The clinician doing the biopsy will be aware of the potential risks involved. They should explain all the risks in detail before you agree to have the procedure. They will monitor you to check for symptoms of a pneumothorax, such as sudden shortness of breath.
If a pneumothorax does happen, it can be treated using a needle or tube to remove the excess air, allowing the lung to expand normally again.
Once tests have been completed, it should be possible for doctors to know what stage your cancer is, what this means for your treatment and whether it's possible to completely cure the cancer.
Non-small-cell lung cancer staging
Clinicians use a staging system for lung cancer called TNM, where:
- T describes the size of the tumour (cancerous tissue)
- N describes the spread of the cancer into lymph nodes
- M describes whether the cancer has spread to another area of the body such as the liver (metastasis)
There are 4 main stages for T:
T1 lung cancer means that the cancer is still inside the lung.

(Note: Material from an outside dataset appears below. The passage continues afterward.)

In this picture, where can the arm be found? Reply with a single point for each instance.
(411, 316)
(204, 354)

T1 is broken down into 3 sub-stages:
- T1a – the tumour is no wider than 1cm
- T1b – the tumour is between 1cm and 2cm wide
- T1c – the tumour between 2cm and 3cm wide
T2 is used to describe 3 possibilities:
- the tumour is between 3cm and 5cm wide, or
- the tumour has spread into the main airway or the inner lining of the chest wall, or
- the lung has collapsed or is blocked due to inflammation
T3 is used to describe 3 possibilities:
- the tumour is between 5cm and 7cm wide, or
- there is more than 1 tumour in the lung, or
- the tumour has spread into the chest wall, the phrenic nerve (a nerve close to the lungs), or the outer layer of the heart (pericardium)

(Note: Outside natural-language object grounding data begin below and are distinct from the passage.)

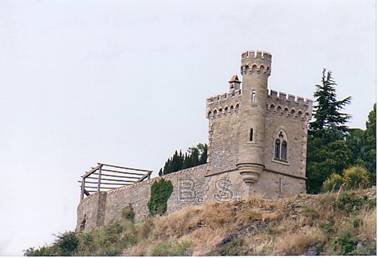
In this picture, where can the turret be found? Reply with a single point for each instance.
(255, 69)
(234, 83)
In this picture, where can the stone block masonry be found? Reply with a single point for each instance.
(257, 146)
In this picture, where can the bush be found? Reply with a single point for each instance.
(160, 192)
(66, 244)
(333, 183)
(128, 213)
(349, 202)
(42, 251)
(356, 177)
(345, 243)
(172, 249)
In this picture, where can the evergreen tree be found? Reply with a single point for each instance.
(329, 121)
(193, 157)
(371, 151)
(327, 150)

T4 is used to describe a range of possibilities including:
- the tumour is wider than 7cm, or
- the tumour has spread into both sections of the lung (each lung is made up of 2 sections, known as lobes), or
- the tumour has spread into an area of the body near to the lung, such as the heart, the windpipe, the food pipe (oesophagus) or a major blood vessel
There are 3 main stages for N:
N1 is used to describe cancerous cells in the lymph nodes located inside the lung or in the area where the lungs connect to the airway (the hilum).
N2 is used to describe 2 possibilities:
- there are cancerous cells in the lymph nodes located in the centre of the chest on the same side as the affected lung, or
- there are cancerous cells in the lymph nodes underneath the windpipe
N3 is used to describe 3 possibilities:
- there are cancerous cells in the lymph nodes located on the chest wall on the other side of the affected lung, or
- there are cancerous cells in the lymph nodes above the collar bone, or
- there are cancerous cells in the lymph nodes at the top of the lung
There are 2 main stages for M:
- M0 – the cancer has not spread outside the lung to another part of the body
- M1 – the cancer has spread outside the lung to another part of the body
Small-cell lung cancer
Small-cell lung cancer is less common than non-small-cell lung cancer. The cancerous cells are smaller in size than the cells that cause non-small-cell lung cancer.

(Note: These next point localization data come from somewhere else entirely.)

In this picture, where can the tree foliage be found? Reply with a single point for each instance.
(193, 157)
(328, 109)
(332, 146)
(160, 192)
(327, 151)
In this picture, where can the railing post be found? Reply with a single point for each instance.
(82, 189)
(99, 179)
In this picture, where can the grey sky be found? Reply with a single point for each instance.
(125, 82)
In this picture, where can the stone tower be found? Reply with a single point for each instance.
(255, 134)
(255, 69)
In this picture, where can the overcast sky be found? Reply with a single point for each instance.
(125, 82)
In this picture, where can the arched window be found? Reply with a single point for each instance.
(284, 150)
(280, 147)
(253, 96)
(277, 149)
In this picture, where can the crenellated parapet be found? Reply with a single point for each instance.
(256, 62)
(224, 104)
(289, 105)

Small-cell lung cancer only has 2 possible stages:
- limited disease – the cancer has not spread beyond the lung
- extensive disease – the cancer has spread beyond the lung
Want to know more?
Lung cancer screening
There's currently no national screening programme for lung cancer in the UK. However, trials and studies are assessing the effectiveness of lung cancer screening, so this may change in the future.